# ? For Alligator experts



## EDL (May 23, 2009)

I was talking to a friend the other day, who lives in another state, and he told me about an alligator he'd shot in a swamp pond last year. He  said he was pretty sure it killed him  -  with a 308 rifle. 
The gator sunk, then he waited a couple of hours for it to float to the top, but it never did. He went back the next day, and it still hadn't floated to the top. He didn't go back after that. I asked him what the water temp. was, and he said it was between 70 & 75 degrees. I know beaver will sink when shot, and it takes 2 or 3 days for them to surface in warmer water temperature.
I told him he probably didn't give it enough time.

What do ya'll think?


----------



## Dog Hunter (May 24, 2009)

Not enough time


----------



## GAX (May 24, 2009)

EDL said:


> I was talking to a friend the other day, who lives in another state, and he told me about an alligator he'd shot in a swamp pond last year. He  said he was pretty sure it killed him  -  with a 308 rifle.
> The gator sunk, then he waited a couple of hours for it to float to the top, but it never did. He went back the next day, and it still hadn't floated to the top. He didn't go back after that. I asked him what the water temp. was, and he said it was between 70 & 75 degrees. I know beaver will sink when shot, and it takes 2 or 3 days for them to surface in warmer water temperature.
> I told him he probably didn't give it enough time.
> 
> What do ya'll think?



He should've went back the third day... although, the gator could have lodged itself under some cover on the bottom..or, he didn't kill it. How big is the pond? Could the gator have floated up out of sight? Even a "I think it's dead" gator has a tendency to swim off....

BTW, next time, tell him to use a harpoon or something similar with, at least, a float attached...


----------



## EDL (May 24, 2009)

I did question him if he thought it was a fatal shot. IIRC, he said after the shot to the head, the gator turned half way over and appeared to sink tail first. 
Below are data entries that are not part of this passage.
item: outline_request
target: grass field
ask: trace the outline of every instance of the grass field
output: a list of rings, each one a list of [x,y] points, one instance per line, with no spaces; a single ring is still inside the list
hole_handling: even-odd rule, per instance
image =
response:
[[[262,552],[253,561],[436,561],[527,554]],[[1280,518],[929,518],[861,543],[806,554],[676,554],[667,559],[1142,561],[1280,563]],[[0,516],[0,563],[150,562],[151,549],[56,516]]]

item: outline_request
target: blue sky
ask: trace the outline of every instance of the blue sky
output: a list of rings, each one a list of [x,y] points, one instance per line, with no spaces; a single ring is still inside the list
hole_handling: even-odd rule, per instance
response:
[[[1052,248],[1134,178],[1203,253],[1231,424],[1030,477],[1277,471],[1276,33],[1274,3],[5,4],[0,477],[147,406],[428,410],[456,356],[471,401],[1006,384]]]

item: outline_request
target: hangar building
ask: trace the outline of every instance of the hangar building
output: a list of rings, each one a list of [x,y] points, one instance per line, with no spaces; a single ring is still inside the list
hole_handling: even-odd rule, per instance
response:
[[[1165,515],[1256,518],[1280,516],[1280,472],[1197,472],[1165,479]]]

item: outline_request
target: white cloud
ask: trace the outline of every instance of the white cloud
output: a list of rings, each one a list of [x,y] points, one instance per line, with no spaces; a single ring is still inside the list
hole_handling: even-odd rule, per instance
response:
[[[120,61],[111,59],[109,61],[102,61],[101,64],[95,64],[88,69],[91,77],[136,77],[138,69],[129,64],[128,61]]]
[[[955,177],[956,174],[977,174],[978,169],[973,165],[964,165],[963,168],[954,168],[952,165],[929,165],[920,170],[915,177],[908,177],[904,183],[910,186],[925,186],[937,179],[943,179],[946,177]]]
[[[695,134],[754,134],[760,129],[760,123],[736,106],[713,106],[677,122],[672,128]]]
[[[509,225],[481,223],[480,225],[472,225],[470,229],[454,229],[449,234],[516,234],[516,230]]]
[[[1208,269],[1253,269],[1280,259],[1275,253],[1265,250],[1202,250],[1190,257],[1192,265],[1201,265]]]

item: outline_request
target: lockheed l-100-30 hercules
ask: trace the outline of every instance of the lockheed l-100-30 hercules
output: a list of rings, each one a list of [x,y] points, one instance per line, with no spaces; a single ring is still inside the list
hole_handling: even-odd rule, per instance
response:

I don't know how big the pond was, but yes, from what i understand about gator hunting, a line & float rigged to an arrow or harpoon would be best.

Thanks


----------



## Nicodemus (May 24, 2009)

An arrow or harpoon with a line and float attached, is important. A shot dead gator sinks. A wounded gator sinks. So does one that is missed.


----------



## chuckb7718 (May 24, 2009)

What Nic said!


----------



## florida boy (May 31, 2009)

you can take a pole with a snatch hook taped to the end of it with a rope tied to snatch hook . When you find what you think is the dead gator turn the pole over and sink the hook in it and the hook will seperate leaving you with a gator on a rope . I retrieve alot of nuisance gators a year like this after I have shot them . The only sure way to stone the gator right there is a shot to the back of the head . Low velocity hard ammo is the best .


----------



## injun joe (Jun 1, 2009)

I did a skull mount of the gator in the other thread on this page . After the meat came off I found a wound channel with what appeared to be a mushroomed .45 slug just inside the skull plate. I think they can take a pretty good poke and survive.


----------